3点目です。同様になるんですが、資料の4ページまで戻っていただきますと、今村委員からの発表で、その居場所から教育活動へ移っていく際に、だんだんその安心できる場所から少しそこに学びに向かうようなアプローチをしたことで教育活動に参加できるといったようなスライドがあったかと思います。お子さんの例で、最初はおんせんキャンパスでゆっくり過ごしていた子がサークル活動に参加して、その後、社会だけでもやってみようかなって言って、その後、社会から数学へも広がっていたという事例があったと思うんですが。やはりその下の青と緑とグレーの表を見た時に、最初はグレーの部分だけでゆったりしている子が、子供によりますけれども緑の部分から参加できる子もいますよね。青の部分から頑張りたい子もいますし。その特例の教育課程を作る対象が、私としては休み始めの子は青から始まるかもしれないんですが、じっくり休み終えた子がまず、とっかかりとしては緑からスタートする子もいると思うんです。そういった場合に先ほどのサークル活動から始めた子というのはこの対象に入るのかどうか、緑だけ頑張っているっていう子が今回学びに向かっていると言えるのかどうか、みたいなことも含めて今後の討議の中で是非話題にしていただけるとありがたいなというふうに思いました。はい、以上です。

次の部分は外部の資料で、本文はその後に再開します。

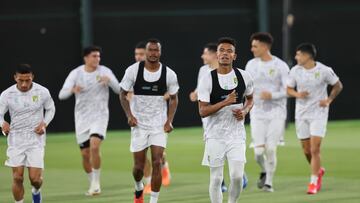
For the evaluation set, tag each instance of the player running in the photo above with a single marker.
(90, 84)
(26, 102)
(311, 79)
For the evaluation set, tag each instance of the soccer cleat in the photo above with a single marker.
(245, 181)
(139, 197)
(36, 197)
(94, 189)
(261, 181)
(321, 174)
(312, 189)
(166, 177)
(223, 187)
(268, 188)
(147, 189)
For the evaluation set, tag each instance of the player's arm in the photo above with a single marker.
(69, 88)
(5, 126)
(206, 109)
(173, 103)
(335, 91)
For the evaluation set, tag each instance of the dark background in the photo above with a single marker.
(47, 35)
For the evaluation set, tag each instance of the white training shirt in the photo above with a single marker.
(223, 124)
(270, 76)
(91, 104)
(150, 111)
(26, 113)
(315, 81)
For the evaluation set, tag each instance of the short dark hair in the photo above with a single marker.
(23, 69)
(263, 37)
(89, 49)
(211, 47)
(227, 40)
(140, 45)
(307, 48)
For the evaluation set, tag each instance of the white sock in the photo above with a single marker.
(259, 157)
(313, 179)
(216, 178)
(96, 175)
(139, 186)
(35, 191)
(236, 172)
(90, 176)
(147, 180)
(154, 196)
(270, 165)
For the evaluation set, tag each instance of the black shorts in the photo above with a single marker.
(86, 144)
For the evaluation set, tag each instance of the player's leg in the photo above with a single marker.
(275, 130)
(236, 172)
(35, 175)
(17, 185)
(147, 176)
(258, 132)
(216, 177)
(95, 159)
(156, 178)
(165, 171)
(138, 173)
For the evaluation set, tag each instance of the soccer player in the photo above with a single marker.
(311, 79)
(26, 134)
(221, 94)
(90, 83)
(267, 117)
(148, 115)
(165, 170)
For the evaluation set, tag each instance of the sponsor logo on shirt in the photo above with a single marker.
(35, 98)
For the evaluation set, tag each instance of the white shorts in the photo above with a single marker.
(267, 131)
(217, 151)
(99, 128)
(305, 128)
(142, 139)
(29, 157)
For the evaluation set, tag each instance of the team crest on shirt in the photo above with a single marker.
(317, 75)
(271, 71)
(35, 98)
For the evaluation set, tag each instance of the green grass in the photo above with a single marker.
(65, 181)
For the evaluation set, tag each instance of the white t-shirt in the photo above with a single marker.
(26, 112)
(223, 124)
(315, 81)
(91, 104)
(150, 111)
(270, 76)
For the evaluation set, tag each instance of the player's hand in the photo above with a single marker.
(168, 127)
(231, 98)
(302, 95)
(193, 96)
(104, 80)
(76, 89)
(166, 96)
(265, 95)
(325, 102)
(40, 129)
(5, 128)
(239, 114)
(132, 121)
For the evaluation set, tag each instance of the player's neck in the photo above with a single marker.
(309, 65)
(224, 69)
(266, 57)
(152, 66)
(89, 68)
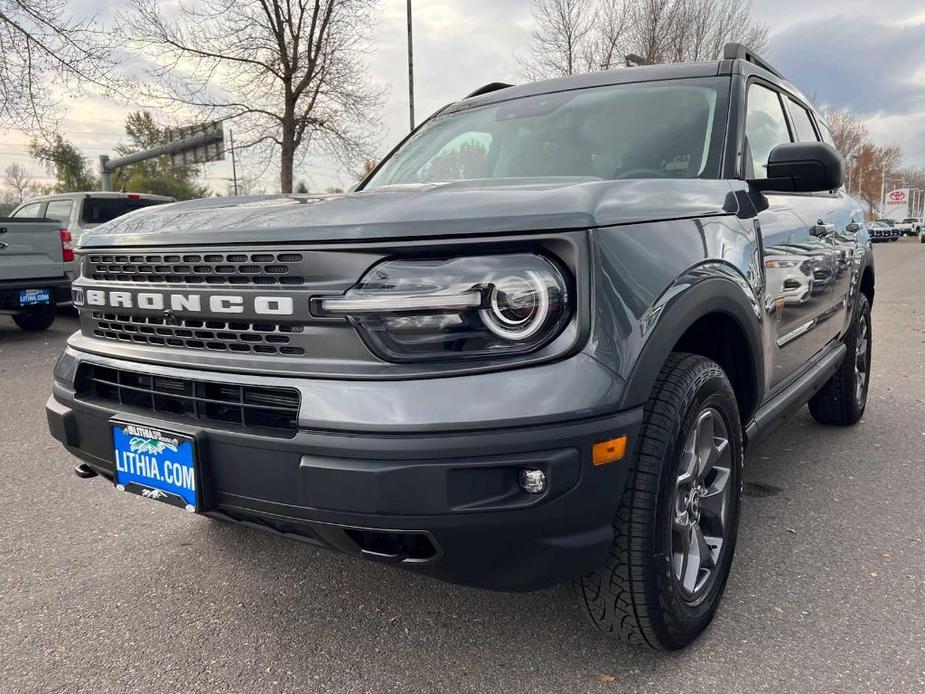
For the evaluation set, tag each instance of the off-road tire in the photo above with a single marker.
(838, 401)
(35, 320)
(633, 597)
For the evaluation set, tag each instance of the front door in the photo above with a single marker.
(800, 257)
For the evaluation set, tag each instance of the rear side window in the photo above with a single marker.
(802, 123)
(765, 128)
(33, 210)
(60, 210)
(102, 210)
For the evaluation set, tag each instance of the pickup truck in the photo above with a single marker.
(532, 347)
(33, 256)
(910, 226)
(78, 212)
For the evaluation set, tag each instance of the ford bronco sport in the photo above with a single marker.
(533, 346)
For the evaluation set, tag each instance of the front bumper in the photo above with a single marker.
(445, 503)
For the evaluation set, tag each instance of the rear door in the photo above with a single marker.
(800, 261)
(30, 249)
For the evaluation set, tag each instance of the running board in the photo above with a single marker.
(782, 406)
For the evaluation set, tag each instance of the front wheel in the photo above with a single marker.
(842, 399)
(676, 525)
(36, 319)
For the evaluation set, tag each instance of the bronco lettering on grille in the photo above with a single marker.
(159, 301)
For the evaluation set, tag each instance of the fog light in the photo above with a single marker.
(532, 481)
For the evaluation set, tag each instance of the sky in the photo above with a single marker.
(858, 54)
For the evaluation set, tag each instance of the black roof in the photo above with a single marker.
(737, 60)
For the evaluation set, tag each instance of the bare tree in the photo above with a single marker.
(581, 35)
(19, 182)
(847, 129)
(289, 72)
(560, 37)
(43, 48)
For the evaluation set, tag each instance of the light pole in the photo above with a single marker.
(883, 189)
(410, 69)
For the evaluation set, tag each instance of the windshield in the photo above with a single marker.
(668, 129)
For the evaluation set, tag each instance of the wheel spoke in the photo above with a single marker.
(681, 553)
(713, 503)
(704, 552)
(692, 561)
(705, 443)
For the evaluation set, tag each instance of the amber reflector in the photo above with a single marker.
(608, 451)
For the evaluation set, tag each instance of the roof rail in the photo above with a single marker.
(488, 88)
(734, 51)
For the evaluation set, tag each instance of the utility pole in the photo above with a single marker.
(234, 168)
(883, 189)
(410, 69)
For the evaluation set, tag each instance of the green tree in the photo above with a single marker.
(64, 161)
(157, 176)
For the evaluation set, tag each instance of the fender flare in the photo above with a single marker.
(687, 300)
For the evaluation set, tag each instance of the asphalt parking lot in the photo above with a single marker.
(106, 592)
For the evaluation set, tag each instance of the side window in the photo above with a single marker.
(33, 210)
(765, 128)
(802, 122)
(826, 134)
(60, 210)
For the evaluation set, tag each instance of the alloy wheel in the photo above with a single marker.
(701, 507)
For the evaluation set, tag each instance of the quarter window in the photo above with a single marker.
(802, 123)
(765, 128)
(60, 210)
(33, 210)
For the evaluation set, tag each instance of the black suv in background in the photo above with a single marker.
(532, 347)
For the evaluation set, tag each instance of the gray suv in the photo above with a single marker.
(532, 347)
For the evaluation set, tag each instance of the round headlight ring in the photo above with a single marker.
(512, 328)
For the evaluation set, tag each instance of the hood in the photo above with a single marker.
(437, 209)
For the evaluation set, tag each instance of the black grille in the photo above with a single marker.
(215, 335)
(247, 269)
(275, 410)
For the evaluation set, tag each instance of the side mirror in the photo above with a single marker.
(803, 167)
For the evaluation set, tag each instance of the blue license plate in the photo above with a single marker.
(156, 464)
(28, 297)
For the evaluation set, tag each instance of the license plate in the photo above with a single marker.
(28, 297)
(156, 464)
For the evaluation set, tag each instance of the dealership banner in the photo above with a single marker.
(897, 204)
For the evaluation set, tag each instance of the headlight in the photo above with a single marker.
(450, 308)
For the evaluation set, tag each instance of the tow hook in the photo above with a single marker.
(84, 471)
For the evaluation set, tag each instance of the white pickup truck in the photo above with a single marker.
(910, 226)
(79, 212)
(34, 254)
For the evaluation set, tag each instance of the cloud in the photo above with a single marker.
(854, 62)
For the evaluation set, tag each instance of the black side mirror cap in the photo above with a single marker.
(803, 167)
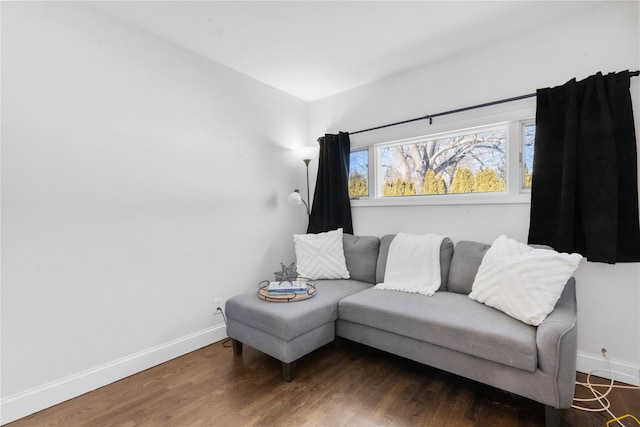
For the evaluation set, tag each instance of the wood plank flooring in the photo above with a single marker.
(351, 386)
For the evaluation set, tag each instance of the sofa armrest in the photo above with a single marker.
(556, 339)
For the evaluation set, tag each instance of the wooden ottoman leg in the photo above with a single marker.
(288, 371)
(237, 347)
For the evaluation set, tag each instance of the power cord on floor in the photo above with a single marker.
(601, 397)
(227, 342)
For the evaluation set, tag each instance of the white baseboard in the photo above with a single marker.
(598, 365)
(28, 402)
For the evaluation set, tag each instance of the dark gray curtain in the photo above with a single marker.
(584, 194)
(331, 207)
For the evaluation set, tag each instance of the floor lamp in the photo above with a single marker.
(306, 153)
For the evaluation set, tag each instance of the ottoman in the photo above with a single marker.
(288, 330)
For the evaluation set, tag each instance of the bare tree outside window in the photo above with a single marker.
(528, 136)
(359, 174)
(473, 162)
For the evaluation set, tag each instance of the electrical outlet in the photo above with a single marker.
(217, 305)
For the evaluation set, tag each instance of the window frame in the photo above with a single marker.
(515, 193)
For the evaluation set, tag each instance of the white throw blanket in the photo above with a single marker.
(413, 264)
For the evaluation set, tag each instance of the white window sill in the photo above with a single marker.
(463, 199)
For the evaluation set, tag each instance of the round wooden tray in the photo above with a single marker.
(263, 293)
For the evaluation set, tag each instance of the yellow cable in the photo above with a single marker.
(624, 416)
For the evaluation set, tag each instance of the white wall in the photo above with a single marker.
(139, 182)
(606, 39)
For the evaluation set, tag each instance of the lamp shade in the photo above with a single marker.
(295, 198)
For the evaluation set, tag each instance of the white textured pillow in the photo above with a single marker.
(321, 256)
(521, 281)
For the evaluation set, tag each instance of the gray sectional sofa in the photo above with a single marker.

【伊藤主査】 はい、ありがとうございました。後半どんどん大事なところが論点として出されたと感じています。本当はこの場で色々議論したい気持ちはあるのですが、もう時間となりました。私もなかなか主査としてタイムキープに専念して自分の意見を言う機会とか時間がないのですが、色々こうだな、ああだなと昨日はたくさんメモを作って来たのですが、今日先生方の御意見をお聞きして、またそれを帰り道で見直してみたいと改めて思いました。

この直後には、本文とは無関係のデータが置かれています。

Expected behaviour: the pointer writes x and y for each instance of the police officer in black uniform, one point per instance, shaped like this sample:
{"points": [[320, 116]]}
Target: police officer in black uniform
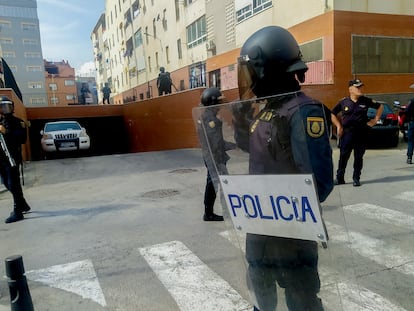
{"points": [[289, 135], [164, 82], [210, 132], [409, 115], [14, 133], [351, 121]]}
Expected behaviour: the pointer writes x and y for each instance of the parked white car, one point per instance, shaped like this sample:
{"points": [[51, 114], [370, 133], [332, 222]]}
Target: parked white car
{"points": [[64, 136]]}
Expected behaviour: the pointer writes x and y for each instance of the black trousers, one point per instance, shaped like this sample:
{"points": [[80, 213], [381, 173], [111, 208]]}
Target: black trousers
{"points": [[210, 195], [352, 140], [11, 180]]}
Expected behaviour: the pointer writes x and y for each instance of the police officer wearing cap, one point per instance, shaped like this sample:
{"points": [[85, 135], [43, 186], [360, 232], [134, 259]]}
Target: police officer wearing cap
{"points": [[211, 135], [409, 116], [14, 133], [350, 118], [287, 136]]}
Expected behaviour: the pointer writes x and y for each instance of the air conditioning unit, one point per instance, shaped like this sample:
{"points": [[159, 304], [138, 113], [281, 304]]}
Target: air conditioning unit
{"points": [[210, 45]]}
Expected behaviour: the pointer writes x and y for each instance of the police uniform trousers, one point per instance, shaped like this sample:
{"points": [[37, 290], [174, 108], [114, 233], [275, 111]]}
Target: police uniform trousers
{"points": [[353, 139], [410, 139], [209, 195], [292, 263], [11, 179]]}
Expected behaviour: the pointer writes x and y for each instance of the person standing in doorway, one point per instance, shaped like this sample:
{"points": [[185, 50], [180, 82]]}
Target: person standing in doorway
{"points": [[409, 115], [349, 116], [210, 133], [164, 82], [13, 132], [106, 91]]}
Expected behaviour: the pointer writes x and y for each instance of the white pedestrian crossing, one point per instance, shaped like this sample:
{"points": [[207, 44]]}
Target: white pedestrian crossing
{"points": [[192, 284], [381, 214]]}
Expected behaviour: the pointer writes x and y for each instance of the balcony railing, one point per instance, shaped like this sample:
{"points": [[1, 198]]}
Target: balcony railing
{"points": [[320, 72]]}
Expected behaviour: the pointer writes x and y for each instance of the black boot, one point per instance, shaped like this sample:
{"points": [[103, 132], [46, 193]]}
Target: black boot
{"points": [[16, 215], [22, 206], [339, 180], [212, 217]]}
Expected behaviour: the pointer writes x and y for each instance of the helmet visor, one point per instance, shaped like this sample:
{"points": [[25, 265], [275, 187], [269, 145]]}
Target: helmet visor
{"points": [[6, 107], [246, 76]]}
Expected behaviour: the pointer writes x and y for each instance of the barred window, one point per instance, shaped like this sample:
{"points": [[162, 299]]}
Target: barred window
{"points": [[372, 54]]}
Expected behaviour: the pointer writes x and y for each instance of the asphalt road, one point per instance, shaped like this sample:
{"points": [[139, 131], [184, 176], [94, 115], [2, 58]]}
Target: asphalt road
{"points": [[124, 232]]}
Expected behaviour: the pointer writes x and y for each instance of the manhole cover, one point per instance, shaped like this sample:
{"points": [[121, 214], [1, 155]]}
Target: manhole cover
{"points": [[184, 171], [161, 193]]}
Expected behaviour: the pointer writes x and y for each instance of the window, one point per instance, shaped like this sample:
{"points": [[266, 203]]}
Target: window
{"points": [[32, 55], [54, 100], [28, 26], [4, 41], [37, 101], [167, 54], [138, 38], [35, 85], [197, 74], [9, 54], [312, 51], [135, 9], [5, 24], [260, 5], [196, 32], [252, 8], [30, 42], [179, 49], [33, 68], [382, 55]]}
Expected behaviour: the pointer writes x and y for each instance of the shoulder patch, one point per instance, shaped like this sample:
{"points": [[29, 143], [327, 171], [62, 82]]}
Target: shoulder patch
{"points": [[315, 126]]}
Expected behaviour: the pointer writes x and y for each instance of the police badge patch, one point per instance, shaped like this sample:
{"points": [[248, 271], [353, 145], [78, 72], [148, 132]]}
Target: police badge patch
{"points": [[315, 126]]}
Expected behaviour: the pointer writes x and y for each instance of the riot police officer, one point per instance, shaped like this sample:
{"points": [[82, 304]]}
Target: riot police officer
{"points": [[210, 129], [14, 133], [288, 135], [352, 128]]}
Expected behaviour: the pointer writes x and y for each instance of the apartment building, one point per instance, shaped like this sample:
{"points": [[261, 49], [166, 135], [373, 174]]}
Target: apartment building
{"points": [[60, 84], [198, 41], [21, 48]]}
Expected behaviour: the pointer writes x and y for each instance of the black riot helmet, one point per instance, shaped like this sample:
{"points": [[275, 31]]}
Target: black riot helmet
{"points": [[270, 63], [211, 96], [6, 105]]}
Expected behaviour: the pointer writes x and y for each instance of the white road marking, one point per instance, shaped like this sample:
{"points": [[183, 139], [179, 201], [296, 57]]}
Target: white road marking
{"points": [[337, 295], [374, 249], [192, 284], [75, 277], [408, 196], [381, 214]]}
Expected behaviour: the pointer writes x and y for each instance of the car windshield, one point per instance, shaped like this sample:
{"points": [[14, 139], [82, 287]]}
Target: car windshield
{"points": [[372, 112], [65, 126]]}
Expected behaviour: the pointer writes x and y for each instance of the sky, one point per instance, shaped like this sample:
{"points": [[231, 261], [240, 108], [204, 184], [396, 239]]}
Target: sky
{"points": [[65, 31]]}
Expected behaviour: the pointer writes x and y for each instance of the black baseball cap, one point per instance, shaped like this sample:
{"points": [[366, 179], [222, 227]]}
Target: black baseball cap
{"points": [[355, 82]]}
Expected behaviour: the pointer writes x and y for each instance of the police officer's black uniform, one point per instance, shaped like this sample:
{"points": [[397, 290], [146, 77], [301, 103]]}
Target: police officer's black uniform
{"points": [[14, 137], [354, 123], [279, 144], [409, 115], [210, 134]]}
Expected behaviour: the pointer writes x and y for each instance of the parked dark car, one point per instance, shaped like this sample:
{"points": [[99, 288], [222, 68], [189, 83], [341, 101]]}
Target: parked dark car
{"points": [[386, 132], [402, 122]]}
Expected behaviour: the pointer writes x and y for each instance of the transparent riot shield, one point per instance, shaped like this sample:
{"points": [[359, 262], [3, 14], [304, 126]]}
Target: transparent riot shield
{"points": [[272, 159]]}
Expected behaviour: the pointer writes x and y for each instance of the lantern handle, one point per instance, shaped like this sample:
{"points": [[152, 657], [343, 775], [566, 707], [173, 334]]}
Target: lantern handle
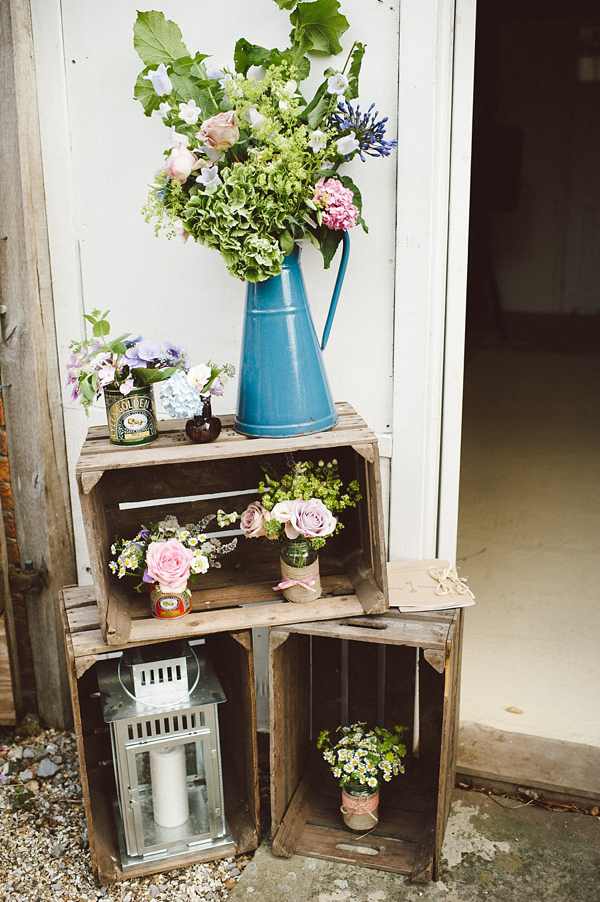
{"points": [[177, 701]]}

本当にありがとうございます。今日出ました論点をまた事務局の方で聞き取っていただきまして、次回の話し合いに加えていただければと思っております。
それでは予定しておりました時間を少々過ぎてしまいましたので、本日の議事は以上といたします。では次回のスケジュールにつきまして、事務局より説明をお願いいたします。
【総崎生徒指導室長】 長時間にわたり御議論いただきましてありがとうございました。次回のスケジュールにつきましては今画面に出しているとおりでございます。第5回のワーキング、2月24日火曜日1時から3時半で予定をさせていただいております。まだ現時点の予定でございますので、詳しい議題の中身も含めまして追って御連絡をさせていただきたいと思います。
【伊藤主査】 はい、ありがとうございます。それでは以上を持ちまして閉会といたします。本当にたくさんの御意見ありがとうございました。これで終わらせていただきます。